JENNIFER

Jacques Daillie

Jennifer était une grande belle femme... Je l'ai repérée dans les allées des tuileries. J’ai décidé de l’aborder…

Perchée sur une paire de ces godasses à semelles épaisses et talons de 10 cm, elle paraissait encore plus grande. Elle se déplaçait pourtant avec élégance. Et nonchalance ! Elle se dandinait devant moi et tout d'abord, je ne vis que ses longues jambes. Gainées de noir, elles s'échappaient de sous une jupe, également de couleur noire, courte mais très " classe ". Le haut, très sage, était une chemise flottante, écarlate. Sa chevelure, ramenée en arrière par une pince en simili-écaille était châtain sombre avec des reflets fauves foncés.

 

Je la dépassai pour pouvoir l'examiner, tandis qu'elle ondulait à me donner le frisson. J'avançai rapidement, puis je me retournai.

 

 

C'était une femme d'une  quarantaine d'années, au physique agréable. J'aime les femmes avenantes et plus âgées que moi. Quand elles ne sont pas godiches, elles ont de l'expérience et je suis rarement déçu.

Celle-ci  semblait avoir  le corsage plutôt plat. Ça ne me découragea pas ! Souvent ces dames-là sont furieusement sensuelles. Pour tout dire, cette nana aux allures de grande bourgeoise apparemment pas coincée, me semblait fort séduisante. C'est bien cette Dame que j'avais l'intention d'inviter ce soir-là. 

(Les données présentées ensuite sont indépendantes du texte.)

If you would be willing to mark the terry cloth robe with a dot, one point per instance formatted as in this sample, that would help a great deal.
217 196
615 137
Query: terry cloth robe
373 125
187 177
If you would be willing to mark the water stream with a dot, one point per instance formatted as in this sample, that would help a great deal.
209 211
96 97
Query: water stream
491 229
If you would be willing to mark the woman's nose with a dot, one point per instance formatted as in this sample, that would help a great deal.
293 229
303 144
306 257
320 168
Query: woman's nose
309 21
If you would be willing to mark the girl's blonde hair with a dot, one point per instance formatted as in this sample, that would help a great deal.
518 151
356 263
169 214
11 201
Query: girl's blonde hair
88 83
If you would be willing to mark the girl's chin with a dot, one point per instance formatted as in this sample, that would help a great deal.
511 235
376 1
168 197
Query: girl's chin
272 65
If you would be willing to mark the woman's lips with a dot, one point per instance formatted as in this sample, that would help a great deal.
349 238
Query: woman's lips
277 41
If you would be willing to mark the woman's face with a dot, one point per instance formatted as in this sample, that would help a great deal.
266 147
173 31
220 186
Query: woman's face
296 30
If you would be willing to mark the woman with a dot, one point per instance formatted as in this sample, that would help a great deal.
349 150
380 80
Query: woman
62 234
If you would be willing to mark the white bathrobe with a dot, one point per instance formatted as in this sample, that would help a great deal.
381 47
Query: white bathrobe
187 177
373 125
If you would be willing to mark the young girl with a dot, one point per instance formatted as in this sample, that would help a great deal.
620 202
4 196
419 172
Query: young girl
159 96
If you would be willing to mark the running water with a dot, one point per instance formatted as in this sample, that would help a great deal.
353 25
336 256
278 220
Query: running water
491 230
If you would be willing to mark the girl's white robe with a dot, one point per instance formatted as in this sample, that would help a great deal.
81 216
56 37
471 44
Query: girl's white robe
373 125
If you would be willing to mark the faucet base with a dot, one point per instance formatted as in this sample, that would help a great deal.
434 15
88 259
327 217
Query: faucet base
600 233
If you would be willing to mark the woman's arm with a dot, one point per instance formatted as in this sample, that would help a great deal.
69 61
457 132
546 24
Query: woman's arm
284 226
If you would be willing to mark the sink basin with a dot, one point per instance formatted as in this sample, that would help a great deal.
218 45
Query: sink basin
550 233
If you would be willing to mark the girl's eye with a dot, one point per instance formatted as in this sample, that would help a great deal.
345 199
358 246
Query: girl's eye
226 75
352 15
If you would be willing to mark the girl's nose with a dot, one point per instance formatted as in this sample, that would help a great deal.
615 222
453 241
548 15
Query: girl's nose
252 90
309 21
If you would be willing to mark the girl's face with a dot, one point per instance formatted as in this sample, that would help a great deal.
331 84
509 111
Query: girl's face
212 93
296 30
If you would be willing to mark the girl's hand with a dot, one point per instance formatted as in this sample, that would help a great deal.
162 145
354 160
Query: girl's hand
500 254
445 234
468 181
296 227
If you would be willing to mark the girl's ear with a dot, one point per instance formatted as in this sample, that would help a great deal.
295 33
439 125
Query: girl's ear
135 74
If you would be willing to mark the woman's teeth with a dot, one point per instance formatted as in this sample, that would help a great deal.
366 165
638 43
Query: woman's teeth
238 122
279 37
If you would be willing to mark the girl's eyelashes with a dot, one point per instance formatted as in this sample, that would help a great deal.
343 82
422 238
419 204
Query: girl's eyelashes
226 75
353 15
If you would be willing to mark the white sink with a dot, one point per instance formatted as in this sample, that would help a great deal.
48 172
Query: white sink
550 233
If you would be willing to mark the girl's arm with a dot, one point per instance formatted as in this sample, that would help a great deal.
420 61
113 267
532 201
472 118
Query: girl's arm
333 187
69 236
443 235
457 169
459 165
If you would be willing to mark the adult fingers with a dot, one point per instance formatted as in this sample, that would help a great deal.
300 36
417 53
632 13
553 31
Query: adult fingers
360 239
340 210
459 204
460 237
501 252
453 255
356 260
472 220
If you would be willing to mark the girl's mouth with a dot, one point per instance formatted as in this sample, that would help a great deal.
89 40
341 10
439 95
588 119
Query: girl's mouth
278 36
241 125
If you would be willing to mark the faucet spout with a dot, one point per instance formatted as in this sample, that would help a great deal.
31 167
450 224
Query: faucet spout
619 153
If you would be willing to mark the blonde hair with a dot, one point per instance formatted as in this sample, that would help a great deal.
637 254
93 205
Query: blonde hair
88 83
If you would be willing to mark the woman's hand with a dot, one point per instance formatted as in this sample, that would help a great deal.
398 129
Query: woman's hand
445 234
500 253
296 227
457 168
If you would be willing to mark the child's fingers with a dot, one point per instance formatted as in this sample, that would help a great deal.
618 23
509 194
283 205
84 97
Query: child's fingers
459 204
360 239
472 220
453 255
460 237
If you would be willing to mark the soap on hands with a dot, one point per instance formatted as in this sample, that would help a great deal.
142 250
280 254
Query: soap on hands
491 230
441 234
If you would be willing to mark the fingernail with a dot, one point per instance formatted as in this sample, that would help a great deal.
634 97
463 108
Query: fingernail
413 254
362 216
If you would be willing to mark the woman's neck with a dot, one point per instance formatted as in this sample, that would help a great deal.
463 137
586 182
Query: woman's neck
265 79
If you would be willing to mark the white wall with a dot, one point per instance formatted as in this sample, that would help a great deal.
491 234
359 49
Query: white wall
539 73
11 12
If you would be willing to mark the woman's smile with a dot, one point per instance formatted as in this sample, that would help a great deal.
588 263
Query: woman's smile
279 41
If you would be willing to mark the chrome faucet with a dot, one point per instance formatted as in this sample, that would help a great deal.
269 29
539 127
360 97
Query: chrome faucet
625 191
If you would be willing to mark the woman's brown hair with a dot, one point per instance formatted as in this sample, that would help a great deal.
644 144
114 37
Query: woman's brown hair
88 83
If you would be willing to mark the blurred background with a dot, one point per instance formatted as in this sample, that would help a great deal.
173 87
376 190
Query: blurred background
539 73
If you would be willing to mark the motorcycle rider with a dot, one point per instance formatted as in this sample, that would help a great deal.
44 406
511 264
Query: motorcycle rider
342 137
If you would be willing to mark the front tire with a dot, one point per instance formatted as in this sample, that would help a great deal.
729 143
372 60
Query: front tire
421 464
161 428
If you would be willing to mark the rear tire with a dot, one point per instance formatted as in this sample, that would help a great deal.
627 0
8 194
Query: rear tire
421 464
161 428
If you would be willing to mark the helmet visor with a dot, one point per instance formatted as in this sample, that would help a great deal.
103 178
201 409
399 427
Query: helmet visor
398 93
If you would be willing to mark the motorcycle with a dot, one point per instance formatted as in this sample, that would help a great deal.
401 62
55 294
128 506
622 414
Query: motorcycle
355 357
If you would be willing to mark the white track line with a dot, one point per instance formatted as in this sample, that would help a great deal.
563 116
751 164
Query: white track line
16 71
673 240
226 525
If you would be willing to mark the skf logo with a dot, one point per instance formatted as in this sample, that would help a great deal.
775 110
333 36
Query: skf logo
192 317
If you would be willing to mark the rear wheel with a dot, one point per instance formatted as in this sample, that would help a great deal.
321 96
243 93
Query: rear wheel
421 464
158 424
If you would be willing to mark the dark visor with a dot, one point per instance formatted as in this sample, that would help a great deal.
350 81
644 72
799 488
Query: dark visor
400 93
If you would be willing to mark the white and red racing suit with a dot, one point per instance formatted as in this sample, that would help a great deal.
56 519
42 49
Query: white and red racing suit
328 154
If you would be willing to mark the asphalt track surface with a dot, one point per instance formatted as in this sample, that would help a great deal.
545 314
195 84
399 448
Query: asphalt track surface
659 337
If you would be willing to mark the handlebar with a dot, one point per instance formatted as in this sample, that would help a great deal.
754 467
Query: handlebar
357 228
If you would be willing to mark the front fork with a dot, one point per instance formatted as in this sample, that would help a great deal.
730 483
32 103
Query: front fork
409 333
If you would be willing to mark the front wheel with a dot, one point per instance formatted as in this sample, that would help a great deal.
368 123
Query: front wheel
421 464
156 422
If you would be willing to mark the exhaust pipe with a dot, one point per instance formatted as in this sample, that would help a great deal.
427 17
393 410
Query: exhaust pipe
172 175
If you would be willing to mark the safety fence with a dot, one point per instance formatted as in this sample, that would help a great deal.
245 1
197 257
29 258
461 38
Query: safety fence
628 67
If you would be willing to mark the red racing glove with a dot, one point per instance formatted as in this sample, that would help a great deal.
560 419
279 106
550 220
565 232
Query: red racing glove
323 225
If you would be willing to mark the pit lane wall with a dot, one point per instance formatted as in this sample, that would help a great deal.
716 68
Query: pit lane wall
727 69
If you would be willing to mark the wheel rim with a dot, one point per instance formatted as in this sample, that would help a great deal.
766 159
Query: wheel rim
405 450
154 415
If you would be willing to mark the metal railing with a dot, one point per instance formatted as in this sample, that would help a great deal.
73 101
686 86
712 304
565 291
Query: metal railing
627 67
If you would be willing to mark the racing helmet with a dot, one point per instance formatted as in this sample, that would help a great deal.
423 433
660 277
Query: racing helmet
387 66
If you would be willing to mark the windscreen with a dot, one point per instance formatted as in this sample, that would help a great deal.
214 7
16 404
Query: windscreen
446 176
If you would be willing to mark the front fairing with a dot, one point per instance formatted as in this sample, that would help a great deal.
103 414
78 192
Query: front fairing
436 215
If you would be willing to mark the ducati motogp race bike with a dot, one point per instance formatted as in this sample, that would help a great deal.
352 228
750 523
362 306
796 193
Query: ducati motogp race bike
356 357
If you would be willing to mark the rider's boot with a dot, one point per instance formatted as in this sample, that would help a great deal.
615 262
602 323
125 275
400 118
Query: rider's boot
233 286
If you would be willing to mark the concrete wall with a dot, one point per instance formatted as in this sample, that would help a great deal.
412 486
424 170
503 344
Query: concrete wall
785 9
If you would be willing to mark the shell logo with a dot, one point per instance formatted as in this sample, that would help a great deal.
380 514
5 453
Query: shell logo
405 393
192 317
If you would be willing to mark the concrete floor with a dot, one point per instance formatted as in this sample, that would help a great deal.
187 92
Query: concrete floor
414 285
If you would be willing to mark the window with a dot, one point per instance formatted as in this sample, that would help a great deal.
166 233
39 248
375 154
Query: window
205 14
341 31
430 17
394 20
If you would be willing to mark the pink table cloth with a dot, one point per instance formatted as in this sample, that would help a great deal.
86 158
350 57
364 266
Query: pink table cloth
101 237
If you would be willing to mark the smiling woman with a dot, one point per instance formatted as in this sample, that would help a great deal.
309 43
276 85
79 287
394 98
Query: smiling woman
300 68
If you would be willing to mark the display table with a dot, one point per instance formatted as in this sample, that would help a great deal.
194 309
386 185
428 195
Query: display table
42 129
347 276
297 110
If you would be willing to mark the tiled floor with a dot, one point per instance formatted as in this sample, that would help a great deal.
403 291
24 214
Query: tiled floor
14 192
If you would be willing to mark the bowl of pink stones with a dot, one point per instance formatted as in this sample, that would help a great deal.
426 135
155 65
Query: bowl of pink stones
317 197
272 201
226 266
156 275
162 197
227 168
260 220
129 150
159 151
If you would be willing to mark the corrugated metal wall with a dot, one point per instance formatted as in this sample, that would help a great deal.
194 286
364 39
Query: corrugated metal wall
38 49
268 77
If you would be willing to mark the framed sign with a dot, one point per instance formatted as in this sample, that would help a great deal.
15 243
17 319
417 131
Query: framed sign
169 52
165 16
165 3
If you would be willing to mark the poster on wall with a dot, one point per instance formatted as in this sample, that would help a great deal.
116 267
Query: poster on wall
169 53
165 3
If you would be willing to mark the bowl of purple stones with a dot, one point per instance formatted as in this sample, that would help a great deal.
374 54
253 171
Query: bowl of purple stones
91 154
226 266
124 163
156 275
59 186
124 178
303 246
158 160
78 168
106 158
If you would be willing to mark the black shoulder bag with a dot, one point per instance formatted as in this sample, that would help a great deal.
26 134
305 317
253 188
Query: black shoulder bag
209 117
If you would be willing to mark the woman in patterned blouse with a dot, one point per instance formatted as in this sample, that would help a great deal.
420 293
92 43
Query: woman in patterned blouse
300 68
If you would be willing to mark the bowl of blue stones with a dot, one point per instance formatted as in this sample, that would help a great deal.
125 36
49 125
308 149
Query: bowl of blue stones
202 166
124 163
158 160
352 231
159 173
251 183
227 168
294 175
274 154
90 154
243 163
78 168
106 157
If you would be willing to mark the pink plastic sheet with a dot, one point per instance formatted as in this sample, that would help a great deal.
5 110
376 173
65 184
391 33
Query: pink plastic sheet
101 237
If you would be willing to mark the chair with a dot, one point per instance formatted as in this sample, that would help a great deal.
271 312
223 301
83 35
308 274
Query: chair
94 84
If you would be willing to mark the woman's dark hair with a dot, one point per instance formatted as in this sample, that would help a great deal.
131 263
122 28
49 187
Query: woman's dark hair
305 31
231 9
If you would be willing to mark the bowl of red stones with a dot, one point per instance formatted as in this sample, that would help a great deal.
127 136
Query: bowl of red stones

Quand je repassai, après m'être à nouveau retourné, la belle s'était assise sur un banc. Elle me fit un sourire entendu. Je lui souris à mon tour en la saluant d'un signe de tête. C'est elle qui prit l'initiative, preuve que la bourgeoise était bien libérée.

" Ai-je subi l'examen avec succès ? 
- Pardon ? 
- Oui, j'ai bien vu que vous m'avez évaluée, en vous retournant après m'avoir dépassée... 
- En effet, je dois reconnaître que j'ai voulu voir la Dame qui évoluait devant moi avec autant de grâce et... 
- Et vous n'avez pas été déçue par mon âge qui doit être près du double du votre ? 
- Là, vous exagérez ! Pour me flatter! J'ai tout de même près de trente ans et... 
- Et moi, bientôt quarante-cinq ! 
- De nos jours, c'est le bel âge pour les dames ! Je vais vous faire une confidence : je trouve les dames de votre âge très intéressantes ! 
- De quel point de vue ? 
- Mais de tous ! L'expérience est une qualité irremplaçable...Et, souvent, les dames de votre âge sont à l'apogée de leur sensualité ! 
- Nous y voilà ! C'est bien cela qui vous intéresse, n'est-ce pas ? 
- Franchement, oui ! Et si vous y consentiez, je vous draguerais volontiers. 
- Voilà qui est direct... 
- Puis-je me permettre, si vous êtes libre, de vous inviter à dîner. Il sera bientôt 21 heures. Si cela vous convient, nous pourrions aller à la Closerie. 
- Cela me convient tout à fait, j'habite justement Montparnasse, mais je doute que nous puissions y trouver une table... 
- Pas de souci, j'ai déjà retenu ! 
- Vous saviez que vous alliez me rencontrer ? 
- Bien sûr ! Il n'y a pas de hasard, seulement des rendez-vous, disait le poète. "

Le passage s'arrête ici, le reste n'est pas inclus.